The resulting song is not lyrically sophisticated. Some critics were sniffy at the time about whether a young woman from Limerick (rockist misogyny alert) had anything worthwhile to offer on the complexities of the Troubles, at a moment when the peace process was gathering momentum.

That rather misses the point. None of the songs mentioned here are nuanced. Most of them are cherished or despised less for what they say than for their anthemic qualities and how enthusiastically they can be sung. But the fact remains that Zombie, in its own heartfelt, angry way, is an absolutely accurate representation of what the majority of Irish people felt at the time about the squalid, cruel campaign of violence being carried out, supposedly in their name, by the Provisional IRA.

During the most recent round of pearl-clutching over the chanting of “Ooh Ah Up the ‘Ra” by (if reports are to be believed) everyone in Ireland under 35, some claims have been made about what changing musical preferences might tell us about shifting interpretations of history. Sinn Féin TD Pádraig Mac Lochlainn, attacking the “sickening hypocrisy” of those criticising young Wolfe Tones enthusiasts at Electric Picnic, was unequivocal on the subject. “These hypocrites invite us to celebrate the Irish republican men and women from 1916 and from 1918 to 1923, but to criminalise the Irish republican men and women from the 1960s to the 1990s,” he wrote. “Our young people see you. They know their history.”

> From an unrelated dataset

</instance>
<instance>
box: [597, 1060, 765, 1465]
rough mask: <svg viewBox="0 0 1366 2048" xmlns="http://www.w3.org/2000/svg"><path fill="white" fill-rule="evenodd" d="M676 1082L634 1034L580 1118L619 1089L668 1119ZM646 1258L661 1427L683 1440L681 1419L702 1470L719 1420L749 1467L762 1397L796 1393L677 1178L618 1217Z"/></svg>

It would be absurd to suggest that singing Zombie means you deplore all the works of the Provisional IRA. But it is equally ridiculous to claim, as Mac Lochlainn does, that actions such as Warrington and the rest of the long, long list of IRA atrocities will now be celebrated by those who “know their history”. The laws of statistics mean that thousands of those singing “it’s not me, it’s not my family” later today will vote Sinn Féin at the next election. Unlike sport, it’s complicated.